İsa’nın bahsettiği yük, sözlü gelenekler ve Ferisilerin Kanun hakkındaki yorumlarıydı. Bu kişiler halkın yaşamını kolaylaştırmıyor, aksine ağır bir yük haline gelen bu kurallara herkesin uyması gerektiği konusunda ısrar ediyorlardı. Habil’den bu yana Tanrı’nın peygamberlerini öldürenler onların atalarıydı. Şimdi, göstermelik bir saygıyla peygamberlere mezarlar inşa eden bu kişiler de aslında tutum ve davranışlarıyla atalarını örnek alıyorlardı. Hatta Tanrı’nın en önemli peygamberini öldürmek istiyorlardı. İsa Tanrı’nın bu nesilden hesap soracağını söyledi. 38 yıl sonra, MS 70’te bu gerçekleşecekti.
İsa şöyle devam etti: “Vay halinize ey Kanun uzmanları! Çünkü bilginin anahtarını alıp götürdünüz; kendiniz içeri girmediniz, girenleri de engellemeye çalıştınız” (Luka 11:52). Onlar, Tanrı’nın Sözünün anlamını öğretmeleri gerekirken, tam tersine bunu bilme ve anlama fırsatını insanların elinden alıyorlardı.

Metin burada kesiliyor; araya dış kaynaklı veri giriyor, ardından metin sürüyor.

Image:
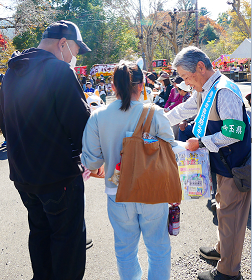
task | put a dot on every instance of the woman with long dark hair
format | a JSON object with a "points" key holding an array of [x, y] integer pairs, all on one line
{"points": [[102, 142]]}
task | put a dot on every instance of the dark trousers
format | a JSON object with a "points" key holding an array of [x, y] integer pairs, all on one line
{"points": [[57, 240]]}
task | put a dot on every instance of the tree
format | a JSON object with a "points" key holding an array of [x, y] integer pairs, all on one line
{"points": [[241, 16], [6, 50], [208, 34], [179, 29]]}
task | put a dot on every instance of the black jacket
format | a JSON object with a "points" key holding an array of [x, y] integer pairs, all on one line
{"points": [[45, 113]]}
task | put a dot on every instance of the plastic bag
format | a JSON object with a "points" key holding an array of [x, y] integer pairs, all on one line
{"points": [[194, 172]]}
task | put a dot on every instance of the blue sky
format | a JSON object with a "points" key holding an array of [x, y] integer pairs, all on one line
{"points": [[213, 6]]}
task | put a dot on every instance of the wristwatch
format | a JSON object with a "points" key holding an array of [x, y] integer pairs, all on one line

Ferisiler ve yazıcılar bu sözlere nasıl tepki gösterdi? İsa oradan ayrılırken, ona öfkeyle karşı çıktılar ve sorularla sataştılar. Bu soruları bir şey öğrenmek istedikleri için sormuyorlardı. Niyetleri İsa’ya tuzak sorular sorarak tutuklanmasına yol açacak bir şey söyletmekti.